Francisco Bautista is a monster. He is from Barcelona, Spain. He will be competing at the NOC , may 18 in 2 days at around 260 pounds ripped to the bone. He is going to take the bodybuilding world by storm.

I'm sure he is going to place awesome; wait and see. Even Ronnie Coleman got humillated when they posed together in Spain by the size of his legs. They say they were actually better than Ronnie's.

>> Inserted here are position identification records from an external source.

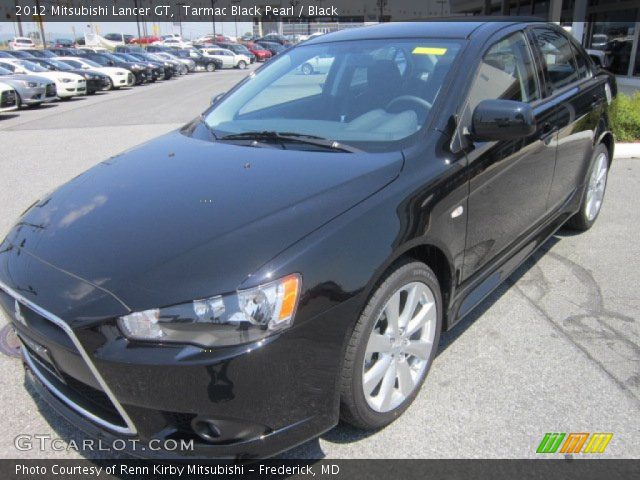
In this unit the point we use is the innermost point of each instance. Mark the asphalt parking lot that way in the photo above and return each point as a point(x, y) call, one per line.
point(555, 349)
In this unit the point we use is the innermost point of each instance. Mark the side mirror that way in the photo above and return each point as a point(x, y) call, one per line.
point(502, 120)
point(217, 98)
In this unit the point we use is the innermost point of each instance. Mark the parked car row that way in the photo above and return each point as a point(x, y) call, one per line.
point(30, 77)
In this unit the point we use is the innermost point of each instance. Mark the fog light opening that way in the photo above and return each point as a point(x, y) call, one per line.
point(207, 430)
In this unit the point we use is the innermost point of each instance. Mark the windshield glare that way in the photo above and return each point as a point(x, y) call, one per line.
point(370, 93)
point(32, 67)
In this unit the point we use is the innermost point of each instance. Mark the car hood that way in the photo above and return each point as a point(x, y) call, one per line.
point(181, 218)
point(57, 76)
point(112, 70)
point(27, 78)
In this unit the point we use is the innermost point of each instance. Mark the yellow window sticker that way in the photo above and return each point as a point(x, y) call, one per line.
point(429, 51)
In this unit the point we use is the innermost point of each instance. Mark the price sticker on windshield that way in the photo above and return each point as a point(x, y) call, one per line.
point(429, 51)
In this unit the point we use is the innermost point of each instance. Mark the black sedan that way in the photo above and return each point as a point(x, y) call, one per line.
point(274, 48)
point(275, 266)
point(153, 71)
point(202, 63)
point(96, 81)
point(109, 60)
point(168, 68)
point(238, 49)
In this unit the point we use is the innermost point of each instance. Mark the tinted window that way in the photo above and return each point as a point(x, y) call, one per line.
point(506, 72)
point(583, 65)
point(558, 57)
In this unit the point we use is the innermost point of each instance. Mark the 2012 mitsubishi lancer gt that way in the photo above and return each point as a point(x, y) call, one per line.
point(290, 257)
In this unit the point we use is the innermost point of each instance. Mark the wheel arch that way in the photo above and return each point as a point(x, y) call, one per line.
point(606, 138)
point(435, 258)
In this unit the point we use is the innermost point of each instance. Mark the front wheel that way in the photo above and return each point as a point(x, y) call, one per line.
point(594, 191)
point(391, 347)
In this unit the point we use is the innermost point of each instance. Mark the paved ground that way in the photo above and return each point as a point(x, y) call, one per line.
point(554, 350)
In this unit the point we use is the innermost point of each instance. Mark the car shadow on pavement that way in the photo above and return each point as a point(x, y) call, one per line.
point(342, 433)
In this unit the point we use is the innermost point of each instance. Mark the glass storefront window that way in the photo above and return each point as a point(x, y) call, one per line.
point(612, 35)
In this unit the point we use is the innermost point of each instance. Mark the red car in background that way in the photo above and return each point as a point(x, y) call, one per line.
point(146, 40)
point(261, 53)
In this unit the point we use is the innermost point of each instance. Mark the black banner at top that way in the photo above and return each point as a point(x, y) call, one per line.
point(361, 11)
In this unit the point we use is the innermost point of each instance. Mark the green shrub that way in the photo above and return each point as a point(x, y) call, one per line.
point(625, 117)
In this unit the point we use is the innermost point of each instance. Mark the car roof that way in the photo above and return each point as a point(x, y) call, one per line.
point(453, 29)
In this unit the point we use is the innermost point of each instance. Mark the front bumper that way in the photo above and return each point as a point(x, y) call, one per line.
point(32, 95)
point(71, 89)
point(261, 398)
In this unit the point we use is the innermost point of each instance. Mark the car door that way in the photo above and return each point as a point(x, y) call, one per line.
point(509, 180)
point(579, 99)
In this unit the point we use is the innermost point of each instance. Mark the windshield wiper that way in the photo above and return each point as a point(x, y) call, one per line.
point(293, 137)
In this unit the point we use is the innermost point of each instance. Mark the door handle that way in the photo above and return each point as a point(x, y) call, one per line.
point(596, 101)
point(547, 131)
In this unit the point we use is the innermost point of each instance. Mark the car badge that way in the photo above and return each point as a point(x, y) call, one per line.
point(18, 313)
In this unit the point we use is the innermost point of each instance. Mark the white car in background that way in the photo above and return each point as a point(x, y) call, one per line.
point(67, 84)
point(8, 98)
point(228, 58)
point(119, 77)
point(176, 43)
point(21, 43)
point(319, 64)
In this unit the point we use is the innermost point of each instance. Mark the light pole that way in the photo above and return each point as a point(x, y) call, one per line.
point(179, 5)
point(235, 18)
point(41, 24)
point(213, 17)
point(20, 34)
point(381, 4)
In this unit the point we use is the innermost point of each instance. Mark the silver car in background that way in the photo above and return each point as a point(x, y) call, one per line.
point(31, 90)
point(183, 65)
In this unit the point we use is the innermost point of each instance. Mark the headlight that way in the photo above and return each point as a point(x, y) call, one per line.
point(243, 317)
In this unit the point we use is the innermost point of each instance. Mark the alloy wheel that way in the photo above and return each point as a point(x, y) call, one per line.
point(399, 347)
point(596, 187)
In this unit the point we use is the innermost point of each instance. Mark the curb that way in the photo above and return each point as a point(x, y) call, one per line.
point(627, 150)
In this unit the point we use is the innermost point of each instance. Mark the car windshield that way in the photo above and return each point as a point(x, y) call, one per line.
point(91, 63)
point(60, 65)
point(370, 94)
point(128, 58)
point(32, 67)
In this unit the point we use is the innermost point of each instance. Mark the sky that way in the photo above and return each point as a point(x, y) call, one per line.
point(190, 30)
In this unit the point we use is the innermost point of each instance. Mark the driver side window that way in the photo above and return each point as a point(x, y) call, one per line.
point(506, 72)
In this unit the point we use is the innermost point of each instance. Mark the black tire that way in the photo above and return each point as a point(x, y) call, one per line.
point(580, 221)
point(354, 408)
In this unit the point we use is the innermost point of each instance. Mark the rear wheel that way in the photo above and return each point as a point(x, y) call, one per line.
point(594, 191)
point(391, 347)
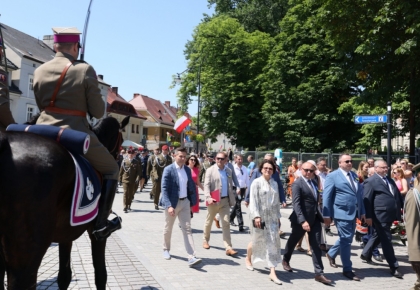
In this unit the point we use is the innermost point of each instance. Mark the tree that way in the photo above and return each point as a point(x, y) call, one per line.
point(304, 85)
point(226, 61)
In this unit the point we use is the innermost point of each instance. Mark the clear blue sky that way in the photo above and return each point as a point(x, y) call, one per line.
point(137, 45)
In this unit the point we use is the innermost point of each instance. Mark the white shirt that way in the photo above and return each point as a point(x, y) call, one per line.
point(356, 184)
point(243, 177)
point(183, 180)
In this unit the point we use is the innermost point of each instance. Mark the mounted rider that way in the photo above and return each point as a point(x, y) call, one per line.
point(65, 91)
point(6, 117)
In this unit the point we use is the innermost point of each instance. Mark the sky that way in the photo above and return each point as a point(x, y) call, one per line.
point(138, 45)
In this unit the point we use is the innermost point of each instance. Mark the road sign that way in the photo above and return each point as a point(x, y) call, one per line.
point(370, 119)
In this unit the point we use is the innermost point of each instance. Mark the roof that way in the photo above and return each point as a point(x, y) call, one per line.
point(155, 108)
point(116, 104)
point(26, 45)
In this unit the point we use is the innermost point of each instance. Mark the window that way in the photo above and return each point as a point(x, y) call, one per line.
point(31, 82)
point(30, 112)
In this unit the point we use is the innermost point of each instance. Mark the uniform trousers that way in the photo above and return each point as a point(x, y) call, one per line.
point(223, 209)
point(182, 211)
point(6, 117)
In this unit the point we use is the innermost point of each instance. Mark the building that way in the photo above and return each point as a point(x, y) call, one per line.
point(119, 108)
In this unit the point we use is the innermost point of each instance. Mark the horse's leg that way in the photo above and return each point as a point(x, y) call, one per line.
point(64, 272)
point(98, 257)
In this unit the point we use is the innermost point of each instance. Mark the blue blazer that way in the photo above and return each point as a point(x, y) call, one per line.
point(170, 187)
point(339, 199)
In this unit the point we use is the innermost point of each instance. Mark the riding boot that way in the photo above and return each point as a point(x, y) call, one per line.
point(103, 226)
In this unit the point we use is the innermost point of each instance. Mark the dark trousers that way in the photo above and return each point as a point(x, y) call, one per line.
point(382, 234)
point(314, 240)
point(237, 209)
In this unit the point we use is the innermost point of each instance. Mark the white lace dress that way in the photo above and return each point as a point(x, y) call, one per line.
point(264, 202)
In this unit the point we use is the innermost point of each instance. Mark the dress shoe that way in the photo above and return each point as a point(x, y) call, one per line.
point(166, 255)
point(322, 279)
point(367, 260)
point(206, 245)
point(286, 266)
point(331, 260)
point(216, 222)
point(231, 252)
point(351, 276)
point(396, 273)
point(275, 280)
point(378, 258)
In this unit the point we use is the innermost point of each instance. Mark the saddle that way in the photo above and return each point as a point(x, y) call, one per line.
point(87, 183)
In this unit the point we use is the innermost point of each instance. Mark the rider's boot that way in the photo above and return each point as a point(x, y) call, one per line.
point(104, 227)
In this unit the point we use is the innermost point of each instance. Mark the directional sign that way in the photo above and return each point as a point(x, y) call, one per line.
point(370, 119)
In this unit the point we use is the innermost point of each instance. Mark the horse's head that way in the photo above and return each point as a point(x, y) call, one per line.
point(108, 131)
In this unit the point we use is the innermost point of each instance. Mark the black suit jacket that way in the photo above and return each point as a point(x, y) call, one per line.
point(380, 203)
point(305, 206)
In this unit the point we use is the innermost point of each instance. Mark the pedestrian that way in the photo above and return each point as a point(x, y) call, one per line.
point(264, 208)
point(412, 227)
point(341, 196)
point(178, 196)
point(130, 174)
point(306, 218)
point(6, 117)
point(155, 166)
point(67, 107)
point(219, 181)
point(241, 173)
point(383, 203)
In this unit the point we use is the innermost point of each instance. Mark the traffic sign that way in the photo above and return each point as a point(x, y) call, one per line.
point(370, 119)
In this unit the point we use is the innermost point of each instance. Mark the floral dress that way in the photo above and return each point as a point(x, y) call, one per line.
point(265, 203)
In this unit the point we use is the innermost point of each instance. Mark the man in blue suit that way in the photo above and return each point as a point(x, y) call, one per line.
point(342, 201)
point(178, 195)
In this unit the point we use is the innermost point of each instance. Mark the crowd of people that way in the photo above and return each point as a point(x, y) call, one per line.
point(321, 198)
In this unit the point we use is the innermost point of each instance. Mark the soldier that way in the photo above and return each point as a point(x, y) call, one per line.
point(130, 174)
point(65, 91)
point(6, 117)
point(155, 168)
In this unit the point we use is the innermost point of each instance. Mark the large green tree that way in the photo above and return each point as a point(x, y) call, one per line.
point(225, 61)
point(304, 86)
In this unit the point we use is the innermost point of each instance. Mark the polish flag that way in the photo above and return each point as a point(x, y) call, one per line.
point(181, 123)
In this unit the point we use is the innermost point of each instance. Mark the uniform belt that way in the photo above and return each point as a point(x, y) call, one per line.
point(65, 111)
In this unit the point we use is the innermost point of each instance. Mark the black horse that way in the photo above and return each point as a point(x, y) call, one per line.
point(36, 185)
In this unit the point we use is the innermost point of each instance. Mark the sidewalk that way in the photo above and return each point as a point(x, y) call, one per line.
point(134, 259)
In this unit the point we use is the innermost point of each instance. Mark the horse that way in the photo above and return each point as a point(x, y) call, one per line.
point(36, 187)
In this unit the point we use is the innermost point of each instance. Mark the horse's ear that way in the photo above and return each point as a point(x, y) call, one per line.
point(124, 122)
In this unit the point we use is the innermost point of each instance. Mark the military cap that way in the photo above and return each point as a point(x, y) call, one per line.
point(66, 34)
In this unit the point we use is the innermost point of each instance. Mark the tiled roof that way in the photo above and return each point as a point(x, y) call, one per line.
point(116, 104)
point(26, 45)
point(154, 107)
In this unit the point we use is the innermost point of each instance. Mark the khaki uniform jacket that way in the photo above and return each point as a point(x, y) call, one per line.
point(134, 171)
point(156, 164)
point(212, 182)
point(4, 87)
point(412, 226)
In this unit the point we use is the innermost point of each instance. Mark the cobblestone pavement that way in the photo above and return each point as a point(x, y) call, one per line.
point(134, 259)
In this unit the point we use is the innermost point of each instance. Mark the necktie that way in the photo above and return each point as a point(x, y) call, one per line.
point(351, 182)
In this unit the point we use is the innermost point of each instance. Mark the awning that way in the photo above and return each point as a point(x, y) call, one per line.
point(128, 143)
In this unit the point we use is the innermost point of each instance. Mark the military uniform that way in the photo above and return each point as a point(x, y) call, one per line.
point(6, 117)
point(130, 174)
point(155, 166)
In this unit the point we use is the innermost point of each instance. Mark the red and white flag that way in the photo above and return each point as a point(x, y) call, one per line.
point(181, 123)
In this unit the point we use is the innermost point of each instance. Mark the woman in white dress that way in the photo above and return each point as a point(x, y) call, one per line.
point(264, 206)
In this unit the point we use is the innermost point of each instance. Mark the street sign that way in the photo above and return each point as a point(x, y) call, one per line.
point(370, 119)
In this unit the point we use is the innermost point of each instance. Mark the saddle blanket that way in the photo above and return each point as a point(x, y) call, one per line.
point(86, 194)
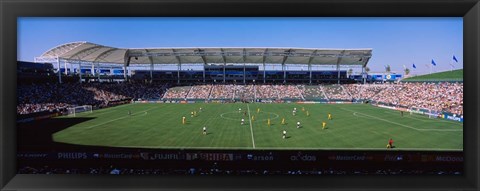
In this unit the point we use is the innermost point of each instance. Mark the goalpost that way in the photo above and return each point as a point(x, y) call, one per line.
point(72, 111)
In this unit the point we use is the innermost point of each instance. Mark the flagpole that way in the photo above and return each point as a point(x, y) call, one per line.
point(451, 65)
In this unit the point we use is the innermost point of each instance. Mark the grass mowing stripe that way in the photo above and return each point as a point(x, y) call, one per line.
point(162, 128)
point(133, 114)
point(250, 121)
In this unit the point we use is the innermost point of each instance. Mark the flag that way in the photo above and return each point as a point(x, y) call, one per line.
point(455, 59)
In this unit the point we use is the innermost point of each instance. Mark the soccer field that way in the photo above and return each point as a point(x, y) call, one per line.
point(354, 126)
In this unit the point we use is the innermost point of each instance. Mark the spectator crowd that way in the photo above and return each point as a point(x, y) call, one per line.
point(443, 96)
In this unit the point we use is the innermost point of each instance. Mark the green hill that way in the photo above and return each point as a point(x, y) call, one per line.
point(455, 75)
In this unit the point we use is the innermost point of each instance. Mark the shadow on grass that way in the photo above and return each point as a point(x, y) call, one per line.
point(39, 133)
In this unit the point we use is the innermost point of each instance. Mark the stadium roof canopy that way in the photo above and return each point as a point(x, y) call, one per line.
point(95, 53)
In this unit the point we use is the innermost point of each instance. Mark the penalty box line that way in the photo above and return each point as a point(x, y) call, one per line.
point(251, 128)
point(118, 118)
point(388, 121)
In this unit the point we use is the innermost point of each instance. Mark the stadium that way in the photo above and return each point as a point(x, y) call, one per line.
point(230, 98)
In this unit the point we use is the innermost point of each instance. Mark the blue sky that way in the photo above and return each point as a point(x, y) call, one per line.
point(395, 41)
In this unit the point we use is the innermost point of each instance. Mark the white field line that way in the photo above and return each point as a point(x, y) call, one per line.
point(251, 129)
point(423, 120)
point(109, 110)
point(290, 148)
point(119, 118)
point(388, 121)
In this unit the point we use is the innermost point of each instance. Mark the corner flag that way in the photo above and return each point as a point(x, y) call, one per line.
point(455, 59)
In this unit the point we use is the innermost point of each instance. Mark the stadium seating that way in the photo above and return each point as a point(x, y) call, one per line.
point(444, 96)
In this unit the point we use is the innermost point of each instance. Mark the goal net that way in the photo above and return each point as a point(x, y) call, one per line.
point(72, 111)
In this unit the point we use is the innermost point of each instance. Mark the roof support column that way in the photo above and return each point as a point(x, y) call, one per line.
point(65, 64)
point(244, 73)
point(264, 72)
point(310, 64)
point(71, 69)
point(80, 71)
point(151, 72)
point(363, 74)
point(98, 73)
point(125, 73)
point(338, 71)
point(204, 73)
point(224, 63)
point(59, 72)
point(310, 70)
point(178, 72)
point(338, 65)
point(244, 60)
point(264, 67)
point(202, 53)
point(283, 65)
point(93, 70)
point(179, 65)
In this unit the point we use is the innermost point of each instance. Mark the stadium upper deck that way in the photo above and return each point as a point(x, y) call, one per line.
point(95, 55)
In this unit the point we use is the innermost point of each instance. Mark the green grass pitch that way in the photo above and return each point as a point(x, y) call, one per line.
point(354, 126)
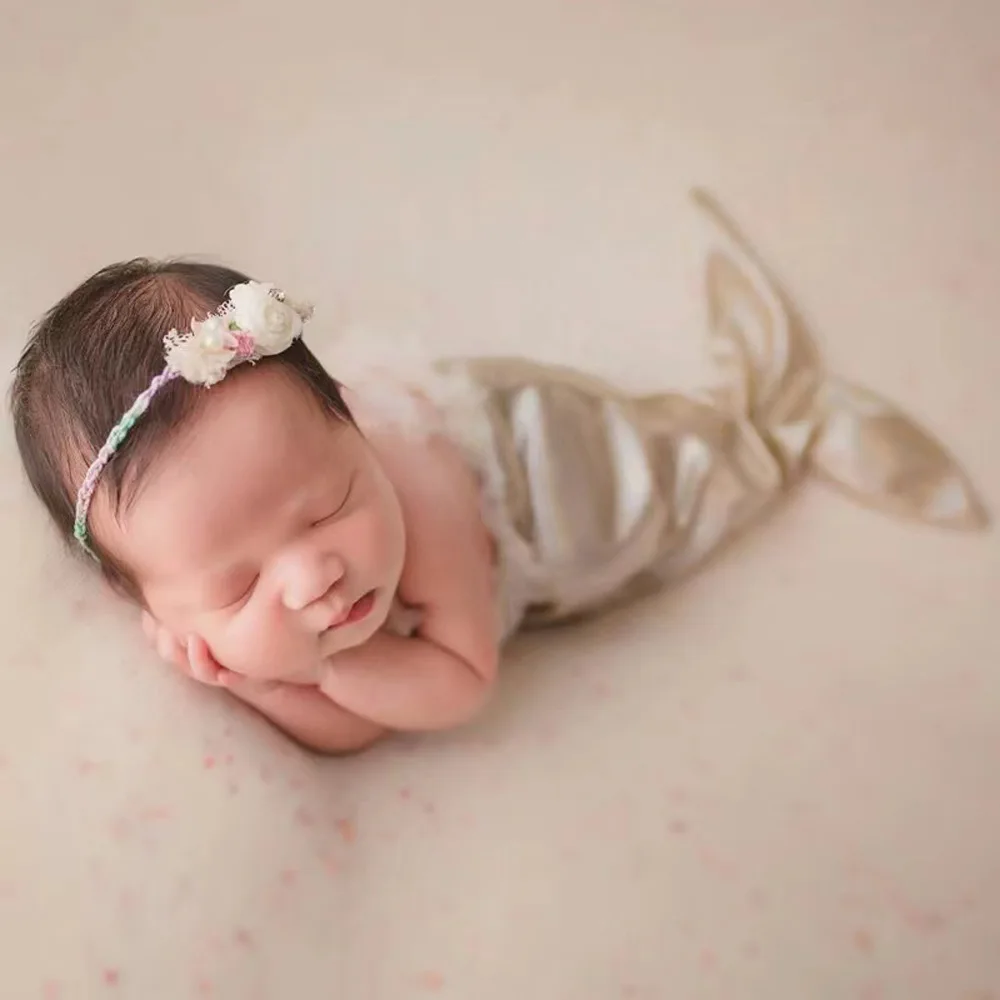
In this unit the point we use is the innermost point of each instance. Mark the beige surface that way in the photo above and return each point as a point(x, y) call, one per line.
point(776, 782)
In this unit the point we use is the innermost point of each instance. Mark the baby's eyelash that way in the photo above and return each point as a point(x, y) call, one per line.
point(244, 597)
point(340, 506)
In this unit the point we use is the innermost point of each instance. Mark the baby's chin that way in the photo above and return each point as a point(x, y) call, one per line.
point(350, 635)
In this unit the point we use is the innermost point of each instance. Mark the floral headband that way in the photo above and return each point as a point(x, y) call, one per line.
point(255, 321)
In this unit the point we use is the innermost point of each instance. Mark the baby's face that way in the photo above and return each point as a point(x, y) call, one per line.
point(269, 529)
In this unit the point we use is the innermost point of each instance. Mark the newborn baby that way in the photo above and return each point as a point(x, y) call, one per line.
point(349, 561)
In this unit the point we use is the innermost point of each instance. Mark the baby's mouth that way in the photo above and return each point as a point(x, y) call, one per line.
point(360, 609)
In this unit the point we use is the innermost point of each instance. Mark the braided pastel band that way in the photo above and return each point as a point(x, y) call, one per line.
point(255, 321)
point(118, 434)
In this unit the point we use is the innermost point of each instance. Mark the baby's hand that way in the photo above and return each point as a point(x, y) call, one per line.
point(191, 658)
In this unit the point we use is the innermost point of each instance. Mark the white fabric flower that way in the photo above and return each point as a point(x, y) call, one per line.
point(272, 323)
point(204, 355)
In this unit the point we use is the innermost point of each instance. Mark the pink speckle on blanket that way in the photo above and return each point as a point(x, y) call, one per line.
point(244, 938)
point(348, 830)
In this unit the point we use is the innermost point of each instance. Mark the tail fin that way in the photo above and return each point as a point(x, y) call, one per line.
point(846, 436)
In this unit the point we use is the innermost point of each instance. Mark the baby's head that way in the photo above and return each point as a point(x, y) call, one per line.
point(253, 512)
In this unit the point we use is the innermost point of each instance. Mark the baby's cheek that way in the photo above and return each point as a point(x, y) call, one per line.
point(259, 645)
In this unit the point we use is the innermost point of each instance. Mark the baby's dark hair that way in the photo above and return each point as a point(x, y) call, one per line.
point(90, 356)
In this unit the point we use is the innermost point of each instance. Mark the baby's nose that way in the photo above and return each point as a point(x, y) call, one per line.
point(309, 580)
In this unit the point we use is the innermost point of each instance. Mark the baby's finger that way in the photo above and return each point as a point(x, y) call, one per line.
point(203, 666)
point(168, 648)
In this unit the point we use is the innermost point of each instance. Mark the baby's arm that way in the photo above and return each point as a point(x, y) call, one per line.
point(304, 713)
point(307, 715)
point(443, 675)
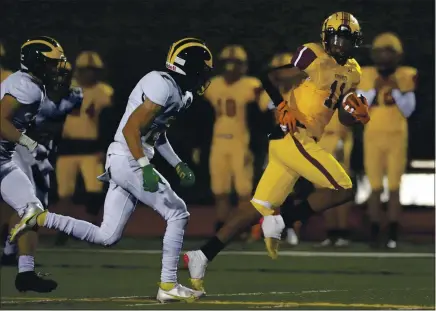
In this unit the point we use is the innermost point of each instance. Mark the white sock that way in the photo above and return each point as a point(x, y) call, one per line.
point(80, 229)
point(172, 246)
point(10, 248)
point(26, 263)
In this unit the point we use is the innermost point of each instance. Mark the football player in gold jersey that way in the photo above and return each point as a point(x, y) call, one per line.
point(330, 73)
point(390, 92)
point(230, 156)
point(81, 148)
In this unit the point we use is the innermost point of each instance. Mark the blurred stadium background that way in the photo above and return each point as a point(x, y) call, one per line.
point(132, 38)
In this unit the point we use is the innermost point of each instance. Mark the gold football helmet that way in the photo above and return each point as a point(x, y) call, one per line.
point(341, 35)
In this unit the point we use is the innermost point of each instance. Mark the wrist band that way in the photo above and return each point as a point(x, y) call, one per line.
point(143, 161)
point(27, 142)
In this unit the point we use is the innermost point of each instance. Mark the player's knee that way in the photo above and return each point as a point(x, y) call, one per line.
point(179, 208)
point(108, 238)
point(32, 206)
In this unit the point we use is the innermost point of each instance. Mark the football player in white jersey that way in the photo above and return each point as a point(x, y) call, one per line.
point(21, 95)
point(61, 99)
point(153, 104)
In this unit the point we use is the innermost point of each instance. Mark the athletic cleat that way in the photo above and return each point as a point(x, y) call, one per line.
point(342, 243)
point(272, 227)
point(9, 260)
point(178, 293)
point(31, 281)
point(391, 244)
point(292, 237)
point(196, 262)
point(27, 222)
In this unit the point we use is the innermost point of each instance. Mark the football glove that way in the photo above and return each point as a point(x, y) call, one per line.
point(186, 175)
point(357, 106)
point(150, 179)
point(286, 119)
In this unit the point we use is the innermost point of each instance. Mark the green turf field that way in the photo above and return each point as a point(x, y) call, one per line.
point(125, 277)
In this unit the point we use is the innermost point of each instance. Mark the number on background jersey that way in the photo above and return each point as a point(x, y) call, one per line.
point(229, 107)
point(329, 101)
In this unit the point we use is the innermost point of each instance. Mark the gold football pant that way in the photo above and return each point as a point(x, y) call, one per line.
point(231, 159)
point(290, 158)
point(67, 168)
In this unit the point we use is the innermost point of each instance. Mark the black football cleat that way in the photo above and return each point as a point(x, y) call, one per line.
point(30, 281)
point(9, 260)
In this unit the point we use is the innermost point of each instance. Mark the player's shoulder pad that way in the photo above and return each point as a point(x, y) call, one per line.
point(316, 48)
point(21, 86)
point(353, 62)
point(407, 71)
point(156, 87)
point(106, 88)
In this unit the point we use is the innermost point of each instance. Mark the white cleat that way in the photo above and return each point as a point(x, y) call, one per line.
point(272, 227)
point(391, 244)
point(342, 242)
point(178, 293)
point(196, 262)
point(292, 237)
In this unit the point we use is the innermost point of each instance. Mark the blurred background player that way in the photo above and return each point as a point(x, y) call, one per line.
point(82, 148)
point(338, 141)
point(60, 100)
point(230, 156)
point(4, 73)
point(5, 211)
point(389, 89)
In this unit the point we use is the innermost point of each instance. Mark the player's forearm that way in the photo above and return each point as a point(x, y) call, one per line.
point(405, 102)
point(8, 131)
point(165, 149)
point(369, 95)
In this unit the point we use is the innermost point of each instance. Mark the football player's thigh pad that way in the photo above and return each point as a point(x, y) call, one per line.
point(276, 183)
point(315, 164)
point(16, 189)
point(118, 207)
point(66, 174)
point(91, 167)
point(127, 173)
point(242, 166)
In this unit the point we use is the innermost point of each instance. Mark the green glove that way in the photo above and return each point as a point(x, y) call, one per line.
point(150, 179)
point(186, 175)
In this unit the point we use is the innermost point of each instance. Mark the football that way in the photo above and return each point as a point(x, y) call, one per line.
point(344, 117)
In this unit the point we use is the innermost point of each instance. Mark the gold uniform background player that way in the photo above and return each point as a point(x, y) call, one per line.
point(390, 92)
point(5, 210)
point(82, 150)
point(328, 72)
point(230, 156)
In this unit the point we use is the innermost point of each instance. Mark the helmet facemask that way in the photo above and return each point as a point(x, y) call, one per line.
point(341, 43)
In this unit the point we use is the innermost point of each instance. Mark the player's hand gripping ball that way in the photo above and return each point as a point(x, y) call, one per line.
point(353, 109)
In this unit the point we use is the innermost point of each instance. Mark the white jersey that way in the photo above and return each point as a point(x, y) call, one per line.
point(30, 94)
point(162, 90)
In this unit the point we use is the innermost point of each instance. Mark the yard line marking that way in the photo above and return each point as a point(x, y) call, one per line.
point(288, 304)
point(252, 253)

Watch out for this monster.

----------


## mike2112

> _Originally posted by ibiza69_ 
> *this is him in hamburg, germany in 2001
> i think he won the world championship in slovakia in 2000
> 
> left to right 
> Francisco Bautista, Gabriela Scheu, Johannes Eleftheriades(german pro)*


I think he put synthol on his arms!! look at them they are huge...

----------


## MIKE_XXL

He just placed 3rd at the 2002 Nigh of the Champions....XXL

HHHUUUUUUUGGGEEEEE........................

----------


## malahat

more pix

----------


## malahat

and

----------


## malahat

this and the previous from Culturismoweb (Spanish)

----------


## vector

I'm quite surprised to see that this new monster comes from spain. They aren't many spanish pros as far as I know.

----------


## bigkev

i am not as impressed with this guy as i once was. the pics from the NOC dont look all that great, but, i have only seen a handful of them so the better ones in the mags could sway me again. but to even compare him to ronnie coleman is silly. way out of this guys league.

----------


## Capital X

I was at the night of champions and for those of you who are only seeing the pictures, none of them do justice. I have been to over 10 pro shows and I have never seen anyone step on stage in the condition that I saw him. As soon as he came from behind the curtain the fans knew that he would be causing some damage. You should have seen the faces on some of the other Pros, they were even shocked. He has a few short comings but if you like to see a guy ripped to the MAX and huge Fransisco is your man. He had stiration over stirations. 

You know he has to be impressive if he places 3rd at the NOC his first time out. 

Captial X

----------


## HARDCORE

He is a F-R-E-A-K. That's all I have to say about that. And if having a blocky midsection counted against you Ronnie wouldn't be Mr O.

----------